“Yes! let the boy come,” said Mr. Briggs. “If he was a witness to the accident he speaks of, we will need his testimony if we overtake the guilty ones.”
“But my machine?” said Dan, doubtfully.
“Lift it right up here,” commanded Mr. Briggs. “We’ll fasten it on the running board. Then, young man, you get in beside Henri, and we’ll be off.”
Dan was quick to obey these suggestions. His Flying Feather he stood upright on the running board of the car, and he saw that it was fastened securely. In five minutes they were off, after Mr. Polk left word at the sheriff’s office for the officers to watch for the mysterious car and its three occupants.
The auto dashed off along the pike toward Riverdale. There were three cross roads that the offenders against law might have taken, as long as they did not complete their run to Upton Falls. But there were by-roads, too, on which they might have hidden and the deputy sheriff advised stopping to inquire at every farmhouse, and of every teamster whom they met. It was some time, however, ere they picked up the trail of the maroon car, and then they obtained the clue in quite a strange way.

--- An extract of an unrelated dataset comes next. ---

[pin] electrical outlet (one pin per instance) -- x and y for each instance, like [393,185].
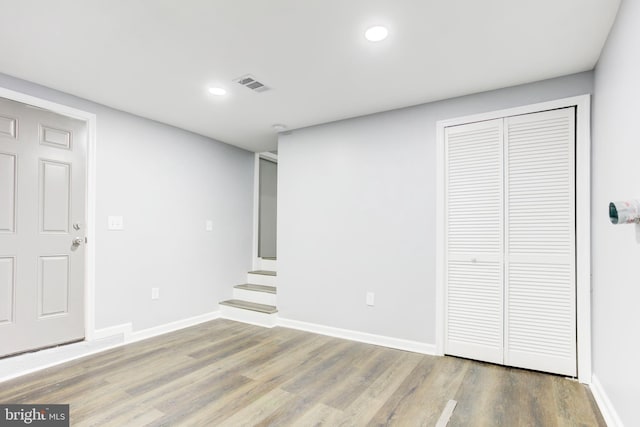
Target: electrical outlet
[115,223]
[371,297]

As they came to the lane leading up to a barn, the farmer came running out with a pitch fork in his hand. Before Mr. Polk could speak, the man demanded:
“Ye got ’em, hev ye, Sheriff? Wa’al I’m glad of it! I’ll go right down with ye t’ th’ ’squire’s office, an’ I guess, he’ll make ’em pay a pretty price for their fun. That calf of mine run int’ a barbed wire fence an’ tore herself all up——”
“Hold on, Mr. Jackson!” exclaimed the deputy. “You’re getting your dates mixed, I guess. These gentlemen certainly have done you no harm.”
“No harm!” yelled the farmer. “When they come up through the Indian Bridge road not an hour ago, they skeered my heifer into a conniption fit, and come pretty nigh runnin’ over me when I come out at ’em.”
“Not these gentlemen,” said Polk. “I can vouch for them. One is Mr. Thomas Armitage, whom you ought to know, Jackson.”